Rheology and Microstructural Transitions in the Lamellar Phase of a Cationic Surfactant

Abstract

The rheological properties of mixtures of cationic surfactant (dialkyldimethylammonium chloride) and water are studied for a range of surfactant concentrations. In particular, we investigate rheological signatures of the conformational transformation of the system from lamellar sheets to lamellar vesicles under the action of shear. For a range of rheological test regimes, including transient, steady, and oscillatory shear, this transition is signaled by a critical stress or yield stress involving step changes in sample strain, viscosity, or dynamic moduli. However, only a portion of the sample undergoes the transition, resulting in lamellar sheets coexisting with vesicles.
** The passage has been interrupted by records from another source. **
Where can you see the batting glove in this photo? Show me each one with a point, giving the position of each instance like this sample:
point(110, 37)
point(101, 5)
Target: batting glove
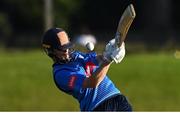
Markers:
point(118, 54)
point(110, 47)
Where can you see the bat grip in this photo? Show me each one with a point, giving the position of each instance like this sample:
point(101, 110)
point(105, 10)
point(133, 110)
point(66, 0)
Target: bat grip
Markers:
point(117, 39)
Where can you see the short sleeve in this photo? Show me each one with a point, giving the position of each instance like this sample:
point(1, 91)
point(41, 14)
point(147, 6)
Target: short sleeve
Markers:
point(69, 81)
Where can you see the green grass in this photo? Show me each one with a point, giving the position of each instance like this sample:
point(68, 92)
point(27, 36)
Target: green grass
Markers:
point(150, 81)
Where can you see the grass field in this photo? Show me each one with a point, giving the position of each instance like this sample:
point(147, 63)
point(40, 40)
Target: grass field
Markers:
point(150, 81)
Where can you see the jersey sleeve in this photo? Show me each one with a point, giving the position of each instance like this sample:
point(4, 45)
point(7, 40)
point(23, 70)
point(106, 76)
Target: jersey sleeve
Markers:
point(69, 81)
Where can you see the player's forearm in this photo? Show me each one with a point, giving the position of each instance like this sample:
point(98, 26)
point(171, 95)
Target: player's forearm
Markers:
point(95, 79)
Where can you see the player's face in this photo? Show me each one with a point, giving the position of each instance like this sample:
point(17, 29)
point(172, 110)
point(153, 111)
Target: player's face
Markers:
point(63, 54)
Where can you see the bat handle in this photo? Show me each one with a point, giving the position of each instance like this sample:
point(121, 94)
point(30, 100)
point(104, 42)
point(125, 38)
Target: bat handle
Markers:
point(117, 40)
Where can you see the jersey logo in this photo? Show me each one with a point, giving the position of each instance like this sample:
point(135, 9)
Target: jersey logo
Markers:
point(71, 82)
point(89, 68)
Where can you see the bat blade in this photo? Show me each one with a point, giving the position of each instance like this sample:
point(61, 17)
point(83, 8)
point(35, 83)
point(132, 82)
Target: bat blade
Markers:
point(124, 24)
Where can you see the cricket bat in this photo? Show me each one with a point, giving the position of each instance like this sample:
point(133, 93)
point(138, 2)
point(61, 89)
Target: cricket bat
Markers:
point(124, 24)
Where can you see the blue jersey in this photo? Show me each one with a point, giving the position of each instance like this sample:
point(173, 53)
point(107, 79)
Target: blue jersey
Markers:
point(69, 78)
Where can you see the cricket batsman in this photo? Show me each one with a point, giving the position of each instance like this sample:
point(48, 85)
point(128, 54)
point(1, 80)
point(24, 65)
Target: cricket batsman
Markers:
point(84, 75)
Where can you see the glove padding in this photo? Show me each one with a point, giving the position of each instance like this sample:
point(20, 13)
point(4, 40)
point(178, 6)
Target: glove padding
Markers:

We further show that the transition is reversible in that ramping the stress down from above the critical stress value results in the disappearance of all of the vesicles. The final viscosity of the mixture can be higher or lower than that for the initial untreated materialpossibly reflecting an imbalance in the net generation or annealing of defects in the lamellar structure by the shear treatment. Oscillatory rheometry indicates that a minimum strain is also required to obtain a phase transition. For transient shear, this corresponds to a minimum residence time in the shear field. In general, the critical stresses increase with the surfactant concentration, though they are relatively constant at 15−20 Pa for concentrations between 20 and 40 wt %.